Despite the huge success of Busted, Simpson began to grow increasingly discontented with the pop star lifestyle and the music he was performing. As an avid fan of rock music, he felt unfulfilled by the commercial pop songs of Busted.

He met Alex Westaway in late 2003, forming what became Fightstar shortly afterwards. For over a year he would lead a secret "double life": by night he would attend rehearsal sessions with his new band after completing obligated media work and concert performances with Busted. During 2004, he and Westaway wrote Fightstar's debut EP, They Liked You Better When You Were Dead. The EP showcased a heavier post-hardcore influenced sound that differed greatly to Busted's material. The EP was recorded during November with Mark Williams in London. During this time, speculation began to grow about Busted's future. He announced he was leaving Busted to pursue his career full-time with Fightstar in January 2005.

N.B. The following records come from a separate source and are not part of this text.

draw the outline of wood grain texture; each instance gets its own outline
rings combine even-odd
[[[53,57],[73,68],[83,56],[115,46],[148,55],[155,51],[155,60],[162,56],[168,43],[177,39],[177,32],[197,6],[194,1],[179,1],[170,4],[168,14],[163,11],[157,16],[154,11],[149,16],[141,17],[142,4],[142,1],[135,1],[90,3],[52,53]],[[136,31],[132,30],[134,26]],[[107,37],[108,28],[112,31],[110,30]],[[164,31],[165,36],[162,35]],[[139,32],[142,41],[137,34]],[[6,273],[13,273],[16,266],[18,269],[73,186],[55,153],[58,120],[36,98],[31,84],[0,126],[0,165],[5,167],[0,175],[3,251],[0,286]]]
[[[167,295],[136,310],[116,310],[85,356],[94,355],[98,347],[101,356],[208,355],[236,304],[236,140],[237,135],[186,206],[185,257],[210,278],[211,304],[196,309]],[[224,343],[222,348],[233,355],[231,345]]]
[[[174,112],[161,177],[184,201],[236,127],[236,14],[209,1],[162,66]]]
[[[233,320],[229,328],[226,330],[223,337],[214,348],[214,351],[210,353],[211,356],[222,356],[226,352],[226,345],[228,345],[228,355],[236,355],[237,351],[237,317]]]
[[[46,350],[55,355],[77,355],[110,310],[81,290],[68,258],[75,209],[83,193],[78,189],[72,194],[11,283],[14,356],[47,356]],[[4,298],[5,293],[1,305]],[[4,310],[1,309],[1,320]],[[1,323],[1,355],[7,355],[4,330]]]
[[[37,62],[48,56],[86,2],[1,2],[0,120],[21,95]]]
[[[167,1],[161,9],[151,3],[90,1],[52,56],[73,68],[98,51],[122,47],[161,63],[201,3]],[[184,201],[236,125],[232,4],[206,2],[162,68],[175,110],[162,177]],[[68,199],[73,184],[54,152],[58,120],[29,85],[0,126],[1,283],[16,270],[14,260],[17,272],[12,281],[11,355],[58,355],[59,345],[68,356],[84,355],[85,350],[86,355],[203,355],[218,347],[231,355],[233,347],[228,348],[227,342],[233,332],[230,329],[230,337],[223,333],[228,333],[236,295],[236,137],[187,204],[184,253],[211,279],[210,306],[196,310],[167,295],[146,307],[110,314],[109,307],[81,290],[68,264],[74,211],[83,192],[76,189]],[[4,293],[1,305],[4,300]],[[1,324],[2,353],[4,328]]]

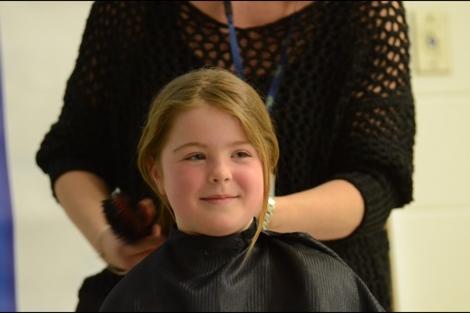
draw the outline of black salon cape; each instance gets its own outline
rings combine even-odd
[[[224,237],[174,227],[128,273],[101,312],[384,312],[357,275],[306,233],[256,231]]]

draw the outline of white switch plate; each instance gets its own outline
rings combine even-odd
[[[447,74],[450,72],[449,19],[438,11],[415,12],[414,63],[420,74]]]

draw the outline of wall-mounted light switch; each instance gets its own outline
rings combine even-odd
[[[414,40],[414,64],[420,74],[446,74],[450,72],[450,38],[449,19],[439,11],[415,12]]]

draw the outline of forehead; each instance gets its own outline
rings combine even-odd
[[[247,140],[243,127],[236,117],[210,105],[189,109],[176,117],[170,131],[170,140],[205,137],[208,140],[243,137]]]

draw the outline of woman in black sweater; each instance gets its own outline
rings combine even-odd
[[[233,5],[243,73],[261,94],[290,34],[271,108],[281,158],[267,229],[323,241],[391,310],[384,225],[412,200],[415,134],[401,2]],[[85,281],[78,310],[97,310],[120,279],[110,270],[130,269],[164,242],[158,226],[132,246],[101,231],[101,201],[116,187],[141,206],[157,201],[136,165],[149,104],[189,70],[236,70],[230,33],[221,2],[94,4],[62,113],[37,155],[55,196],[110,265]]]

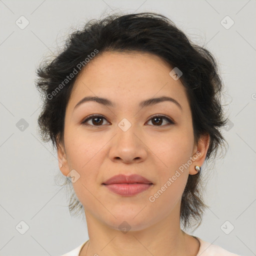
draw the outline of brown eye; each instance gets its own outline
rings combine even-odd
[[[92,126],[101,126],[103,124],[103,120],[106,120],[102,116],[90,116],[83,121],[82,124],[85,125],[90,125]],[[92,124],[86,124],[88,121],[92,120]]]
[[[152,120],[152,122],[154,126],[164,126],[162,125],[163,123],[163,120],[167,121],[167,124],[174,124],[173,121],[170,120],[170,119],[164,116],[156,116],[152,118],[150,121]]]

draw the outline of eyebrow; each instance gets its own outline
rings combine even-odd
[[[140,108],[142,108],[146,106],[150,106],[152,105],[154,105],[157,104],[158,103],[168,101],[174,103],[178,108],[182,110],[182,108],[180,103],[177,102],[174,98],[172,98],[170,97],[168,97],[166,96],[162,96],[161,97],[158,97],[156,98],[151,98],[144,100],[140,103],[139,106]],[[78,106],[86,102],[94,102],[100,104],[102,104],[102,105],[111,106],[111,107],[115,107],[116,106],[116,104],[112,102],[111,100],[108,100],[106,98],[102,98],[100,97],[94,97],[88,96],[84,97],[82,98],[74,106],[74,110]]]

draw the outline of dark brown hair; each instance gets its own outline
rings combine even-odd
[[[78,66],[81,63],[84,64],[82,68],[86,66],[84,60],[92,59],[96,49],[100,54],[95,58],[106,50],[155,54],[181,70],[180,79],[188,96],[195,141],[198,142],[202,134],[210,134],[206,160],[216,156],[219,146],[225,142],[220,128],[226,122],[220,104],[222,82],[216,62],[208,50],[192,44],[170,20],[152,12],[114,14],[92,20],[83,29],[70,35],[64,48],[53,60],[41,64],[37,70],[39,78],[36,86],[44,98],[38,124],[44,142],[50,140],[56,149],[58,143],[63,142],[66,106],[78,76],[66,81],[66,84],[63,81],[74,68],[80,73],[82,68],[78,70]],[[63,86],[60,86],[62,82]],[[180,216],[185,228],[192,226],[193,220],[200,224],[208,207],[203,202],[200,189],[200,172],[190,175],[182,194]],[[70,180],[65,178],[66,184],[69,182],[70,185]],[[74,190],[69,206],[70,213],[83,207]]]

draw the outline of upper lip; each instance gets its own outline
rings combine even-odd
[[[102,184],[110,185],[120,183],[144,183],[146,184],[152,184],[152,182],[144,177],[136,174],[133,174],[128,176],[124,174],[118,174],[113,176]]]

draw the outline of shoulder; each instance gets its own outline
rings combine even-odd
[[[62,255],[61,256],[78,256],[82,247],[88,241],[86,241],[82,244],[80,244],[78,247],[76,247],[76,248],[68,252],[67,252],[66,254]]]
[[[200,248],[196,256],[240,256],[228,252],[218,246],[212,244],[199,238],[196,238],[200,242]]]

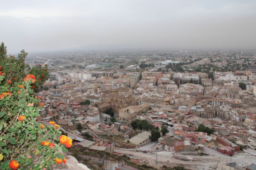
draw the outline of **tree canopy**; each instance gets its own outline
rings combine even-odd
[[[115,114],[114,113],[114,111],[113,111],[113,109],[112,107],[110,107],[110,108],[106,110],[105,111],[105,113],[111,117],[114,117],[115,115]]]
[[[151,130],[154,127],[146,120],[136,119],[133,121],[131,123],[131,126],[134,129],[138,129],[140,130]]]
[[[61,135],[60,125],[37,121],[44,104],[34,92],[48,79],[48,67],[30,67],[27,55],[23,50],[18,57],[8,56],[4,43],[0,45],[1,170],[49,169],[54,162],[66,163],[60,151],[72,146],[71,138]]]
[[[165,135],[165,134],[169,132],[169,130],[167,129],[167,127],[166,126],[163,126],[161,128],[161,132],[163,136]]]
[[[151,135],[150,136],[149,138],[152,141],[155,141],[161,137],[161,134],[159,131],[159,128],[158,127],[154,128],[151,130]]]
[[[246,84],[243,82],[239,82],[239,87],[240,87],[243,90],[246,90]]]
[[[208,127],[204,126],[204,124],[200,124],[197,128],[196,128],[196,132],[203,132],[207,133],[207,134],[210,135],[210,134],[215,132],[214,129],[209,128]]]

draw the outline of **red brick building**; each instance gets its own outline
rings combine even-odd
[[[218,148],[218,151],[222,154],[229,156],[235,154],[234,149],[230,146],[224,146],[220,148]]]

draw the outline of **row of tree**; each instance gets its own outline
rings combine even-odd
[[[139,67],[141,69],[144,69],[145,68],[147,67],[152,67],[154,68],[155,67],[155,65],[153,63],[150,63],[149,64],[146,64],[145,63],[142,63],[141,64],[139,65]]]
[[[158,127],[155,127],[149,123],[146,120],[136,119],[133,121],[131,123],[131,126],[134,129],[139,129],[140,130],[151,131],[151,135],[150,138],[151,141],[157,140],[160,136],[160,132],[163,135],[165,135],[169,132],[166,126],[163,126],[161,127],[161,131],[159,130]]]

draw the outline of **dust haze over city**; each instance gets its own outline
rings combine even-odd
[[[256,170],[255,9],[2,3],[0,169]]]

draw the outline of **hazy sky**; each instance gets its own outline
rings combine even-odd
[[[9,52],[98,45],[256,48],[255,0],[4,2],[0,42]]]

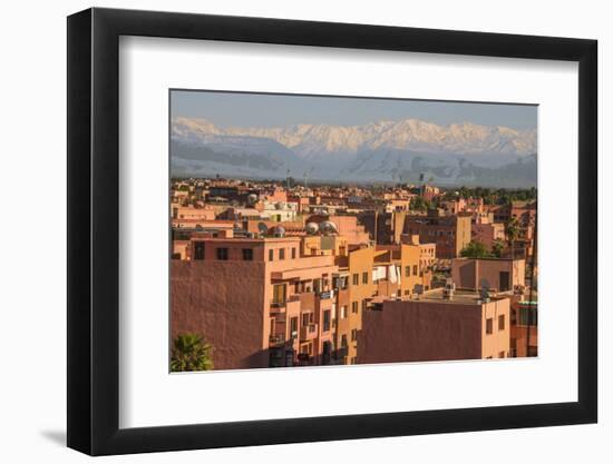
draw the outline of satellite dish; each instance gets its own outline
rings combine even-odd
[[[483,278],[479,280],[479,295],[484,302],[489,302],[489,280]]]
[[[260,231],[260,235],[266,235],[269,233],[269,226],[266,226],[264,223],[259,223],[257,230]]]
[[[285,227],[283,226],[275,226],[272,229],[272,233],[275,237],[285,237]]]
[[[331,220],[324,220],[323,223],[320,223],[319,229],[322,233],[327,233],[327,234],[334,234],[334,233],[338,231],[337,230],[337,225],[334,223],[332,223]]]
[[[304,229],[306,230],[306,234],[314,235],[319,230],[319,225],[317,223],[309,223],[309,224],[306,224]]]

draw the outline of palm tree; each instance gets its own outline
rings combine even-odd
[[[196,334],[178,335],[173,342],[172,372],[212,371],[213,346]]]
[[[505,243],[497,238],[494,240],[494,244],[492,244],[492,254],[499,258],[503,255],[503,249],[505,248]]]
[[[519,223],[514,217],[505,225],[505,234],[510,246],[510,257],[515,259],[515,241],[519,238]]]

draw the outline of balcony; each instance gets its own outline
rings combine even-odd
[[[334,298],[334,290],[320,292],[318,294],[318,296],[320,297],[320,299],[333,299]]]
[[[270,346],[279,346],[285,344],[285,336],[283,334],[273,334],[269,337]]]
[[[300,340],[308,342],[318,337],[318,325],[309,324],[300,327]]]

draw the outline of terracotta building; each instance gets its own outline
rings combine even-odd
[[[299,237],[193,238],[171,261],[172,336],[197,333],[215,369],[327,364],[334,256],[302,256]]]
[[[419,241],[436,244],[436,257],[451,259],[470,243],[470,214],[408,216],[405,234],[418,235]]]
[[[483,284],[496,292],[510,292],[525,286],[524,259],[456,258],[451,261],[451,279],[458,288],[479,289]]]
[[[386,300],[363,314],[358,364],[503,358],[509,355],[509,298],[442,290]]]
[[[510,356],[538,356],[538,303],[535,300],[514,298],[510,305]]]
[[[479,215],[471,226],[470,236],[473,241],[480,241],[492,251],[496,240],[505,241],[505,225],[490,221],[487,215]]]

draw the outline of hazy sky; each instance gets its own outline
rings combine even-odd
[[[534,105],[392,100],[173,90],[171,113],[205,118],[217,127],[274,127],[295,124],[357,126],[380,120],[421,119],[438,125],[473,122],[535,129]]]

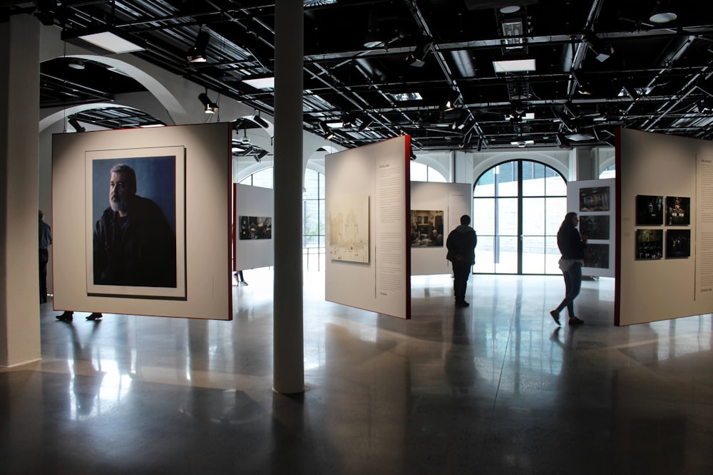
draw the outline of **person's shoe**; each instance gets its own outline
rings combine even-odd
[[[61,322],[71,322],[74,319],[74,317],[72,316],[73,313],[74,312],[68,312],[65,310],[61,315],[58,315],[56,318]]]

Simpson then funded and put together a compilation album called The Suffolk Explosion, which was released through his own label Sandwich Leg Records. It showcased a number of unsigned bands from Charlie's home county of Suffolk, including Brigade and Prego, as well as a solo acoustic track written by him called "Carry Her".

Fightstar went on to record their debut full-length studio album with rock producer Colin Richardson. Grand Unification was released on 13 March 2006, and further proved the initial cynics wrong by receiving widespread positive reviews. In particular, Paul Brannigan of Kerrang! magazine stated the album was "one of the best British rock albums of the past decade". Scottish music publication The Fly also lauded the album as "one of the 21st Century's ultimate rock debuts". Shortly afterwards, the band went on to receive nominations at the Kerrang! Awards for "Best British Newcomer" and "Best British Band". After leaving Island Records due to a disagreement over the band's artistic direction, the band signed to an independent label called Institute Records which was a division of Gut Records to release their second album. One Day Son, This Will All Be Yours (2007), peaked at No. 27 on the UK Album Chart, before releasing a B-sides compilation album titled Alternate Endings (2008). The four-piece then funded and co-produced their third album, Be Human (2009). Fightstar released their fourth full-length album Behind The Devils Back (2015), which would be their most critically acclaimed album, making Rock Sound magazine's Top 50 Albums list for 2015.

On 6 November 2023, Fightstar announced they would be returning for a headline show at Wembley Arena to mark the band's twenty year anniversary.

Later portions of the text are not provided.